Ministry exaggerating its projections: lawmakers

By Crystal Hsu  /  STAFF REPORTER

Lawmakers of all stripes yesterday lined up to condemn the Ministry of Economic Affairs for exaggerating its projected revenue for next year.

They said the ministry is overoptimistic in expecting to generate more than 50 percent of its 2003 revenue from selling shares of state-run enterprises.

"The ministry should stop deceiving the people, as it has failed to collect targeted income in recent years," DPP lawmaker Chiu Chui-chen (邱垂貞) said during a meeting of the legislature's Economics and Energy Committee yesterday.

Chiu said that the ministry boasted it could generate NT$52.8 billion and NT$63.3 billion for 1999 and 2000 respectively by selling shares of government-owned bus-inesses. As the targets were not realized, Chiu suggested the government be more down-to-earth when planning its future budget.

PFP Legislator Chiu Yi (邱毅) shared the dissatisfaction and panned the effort to privatize state-run enterprises as a debacle.

He said that since 1990, when the government started to privatize state-run enterprises, not a single case has escaped allegations of unfair trade or other financial fraud.

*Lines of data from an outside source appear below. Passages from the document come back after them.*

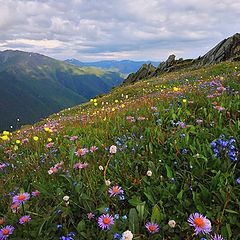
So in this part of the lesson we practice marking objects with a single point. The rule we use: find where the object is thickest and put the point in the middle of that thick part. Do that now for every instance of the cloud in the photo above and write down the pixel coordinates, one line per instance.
(109, 29)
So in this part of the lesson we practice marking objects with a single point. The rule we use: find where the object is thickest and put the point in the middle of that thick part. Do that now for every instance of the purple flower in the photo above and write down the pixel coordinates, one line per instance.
(35, 193)
(21, 197)
(152, 227)
(93, 148)
(24, 219)
(6, 231)
(217, 237)
(90, 215)
(115, 190)
(201, 223)
(81, 151)
(104, 221)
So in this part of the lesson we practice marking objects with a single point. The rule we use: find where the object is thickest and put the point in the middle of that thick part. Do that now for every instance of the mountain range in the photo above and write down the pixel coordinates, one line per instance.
(34, 86)
(124, 66)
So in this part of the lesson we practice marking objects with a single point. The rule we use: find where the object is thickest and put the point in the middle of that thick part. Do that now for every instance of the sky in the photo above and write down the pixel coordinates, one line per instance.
(93, 30)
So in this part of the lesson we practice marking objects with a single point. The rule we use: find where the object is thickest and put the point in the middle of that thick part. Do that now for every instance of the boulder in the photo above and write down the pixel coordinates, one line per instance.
(225, 50)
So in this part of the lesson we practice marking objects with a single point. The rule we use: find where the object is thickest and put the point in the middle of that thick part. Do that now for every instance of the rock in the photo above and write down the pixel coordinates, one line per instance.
(225, 50)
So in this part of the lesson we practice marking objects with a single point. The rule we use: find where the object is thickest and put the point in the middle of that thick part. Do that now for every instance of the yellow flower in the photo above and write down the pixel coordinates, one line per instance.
(4, 137)
(35, 138)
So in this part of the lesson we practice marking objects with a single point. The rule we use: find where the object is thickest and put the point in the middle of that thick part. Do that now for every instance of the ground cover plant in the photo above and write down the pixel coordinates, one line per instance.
(154, 160)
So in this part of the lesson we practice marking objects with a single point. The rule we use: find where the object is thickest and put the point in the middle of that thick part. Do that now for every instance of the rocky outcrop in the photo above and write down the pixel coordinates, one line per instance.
(164, 66)
(144, 72)
(225, 50)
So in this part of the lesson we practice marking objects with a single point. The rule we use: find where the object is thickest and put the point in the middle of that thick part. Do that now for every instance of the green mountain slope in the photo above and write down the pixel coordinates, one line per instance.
(34, 86)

Chiu Yi said he does not understand why privatizing national enterprises, while theoretically practical and feasible, has been so difficult.

He proposed crossing out the NT$1.9 million from the ministry's 2003 income that the Commission of National Corporations expects to raise by selling shares in Chinese Petroleum Corp.

Going a step further, KMT lawmaker Li Ya-ching (李雅景) advised the legislative committee take out all revenues to be derived from sales of shares of state-run companies. "In light of past failures, the planned income may prove to be untenable anyway," he said.

But Vice Economics Minister Steve Chen (陳瑞隆) said he is confident the situation will improve next year now that rules governing oil companies have been significantly relaxed.